Obviously a lot has to be left out when you’re dramatising a 1000+ page book, filled with descriptive passages and lots and lots of words.  Peter Harness, the screen writer here, has successfully contracted pages and pages of scene- setting into the required essentials and the magical, fantastical world, conjured up by Clarke, has been given a realistic treatment, so that the images on screen feel almost contemporary.  Yes, everyone is gadding about in funny hats, tail coats and laugh out loud wigs, but they could all appear in your average soap without attracting too much attention; particularly the always brilliant Paul Kaye as Vinculus, who looks and acts as though he’s just walked off one of the market stalls in EastEnders.  More importantly, Harness hasn’t forgotten to lighten the mood by adding some humorous touches;  the Strange’s poor, sick servant, for example, eventually acting as a human doorstop and this classic from Strange:

 ‘I drink very, very little, scarcely more than a bottle a day.’

There was some stand-out acting from Vincent Franklin as Drawlight who, embarrassing to admit, pronounces Mr Norrell as Mr Naw-relle!  –  exactly as I mistakenly did (in my own head) when reading the book; well, without the affected, dandyfied intonation.

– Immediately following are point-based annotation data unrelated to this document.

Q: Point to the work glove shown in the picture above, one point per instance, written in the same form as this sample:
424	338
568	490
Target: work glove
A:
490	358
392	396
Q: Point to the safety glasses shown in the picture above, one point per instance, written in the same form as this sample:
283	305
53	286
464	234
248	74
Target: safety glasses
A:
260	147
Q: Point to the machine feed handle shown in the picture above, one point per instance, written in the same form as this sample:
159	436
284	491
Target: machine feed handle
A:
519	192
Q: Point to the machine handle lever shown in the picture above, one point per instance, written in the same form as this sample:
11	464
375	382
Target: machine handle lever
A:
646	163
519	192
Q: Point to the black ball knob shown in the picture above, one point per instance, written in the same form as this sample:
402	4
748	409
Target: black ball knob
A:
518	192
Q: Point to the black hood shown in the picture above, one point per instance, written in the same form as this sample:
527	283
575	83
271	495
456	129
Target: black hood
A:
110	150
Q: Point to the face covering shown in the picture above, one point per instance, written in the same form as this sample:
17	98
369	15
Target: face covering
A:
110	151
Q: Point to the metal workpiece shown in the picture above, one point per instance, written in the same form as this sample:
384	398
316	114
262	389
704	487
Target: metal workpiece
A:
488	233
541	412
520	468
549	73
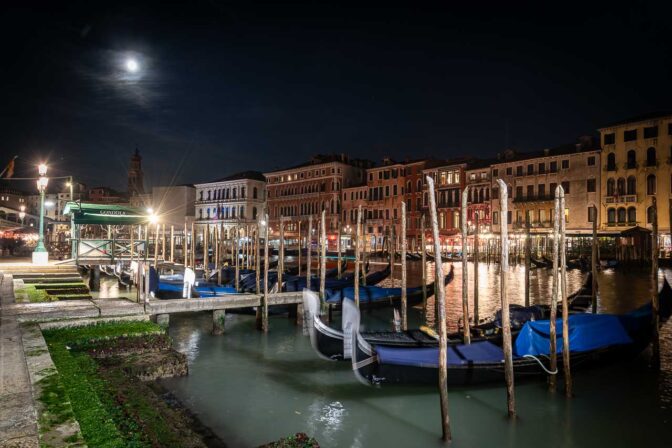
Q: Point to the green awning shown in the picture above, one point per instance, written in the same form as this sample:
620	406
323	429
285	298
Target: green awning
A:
105	214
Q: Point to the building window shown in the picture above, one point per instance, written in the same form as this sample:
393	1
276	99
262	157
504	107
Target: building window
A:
632	185
651	156
632	159
651	132
620	186
651	184
649	214
592	211
621	215
591	185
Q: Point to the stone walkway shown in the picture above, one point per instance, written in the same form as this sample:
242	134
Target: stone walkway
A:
18	419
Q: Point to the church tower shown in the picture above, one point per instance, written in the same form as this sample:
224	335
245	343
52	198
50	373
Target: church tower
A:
135	175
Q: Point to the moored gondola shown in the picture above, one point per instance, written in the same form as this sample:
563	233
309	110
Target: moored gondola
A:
595	339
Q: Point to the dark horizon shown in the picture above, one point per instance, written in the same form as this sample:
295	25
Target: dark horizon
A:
226	88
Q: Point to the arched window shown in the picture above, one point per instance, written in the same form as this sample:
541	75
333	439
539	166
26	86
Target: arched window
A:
651	157
632	159
621	186
651	184
632	185
649	215
621	215
632	215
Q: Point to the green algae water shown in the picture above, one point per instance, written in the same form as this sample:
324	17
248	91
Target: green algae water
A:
251	388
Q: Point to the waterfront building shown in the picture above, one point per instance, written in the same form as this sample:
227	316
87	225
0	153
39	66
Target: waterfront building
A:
233	200
636	167
353	197
478	181
449	181
174	205
385	185
305	190
532	177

As I’ve now forgotten most everything about this book, I’m looking forward to re-living the whole thing again via television over the coming 6 weeks, whilst also wishing for a slightly different ending (impossible) which I always felt was informed by Susanna Clarke’s family circumstances.  Jonathan Strange & Mr Norrell is dedicated to Clarke’s dead brother (1961-2000), who never read the book.  Just as the Harry Potters are preoccupied with loss and untimely death, perhaps in part due to the death of J K Rowling’s mother, so the themes of loss and death run through this wonderfully intricate novel.  This first televised episode would seem to indicate that the BBC has successfully captured the magic and strangeness of the original, but with the added reservation that this series will likely attract a ‘niche’ audience already familiar with the book, as opposed to the massive public appeal of Poldark, the Beeb ‘s recent Sunday night period drama.

(Reviews are the only things I read in the newspapers so I wanted to mention the piece written by the TV critic for the Daily Mail, in which he called Jonathan Strange & Mr Norrell  a ‘J K Rowling rip-off’  –  you’ve got to wonder if he ever read the book.  He couldn’t be more wrong or further from the truth.)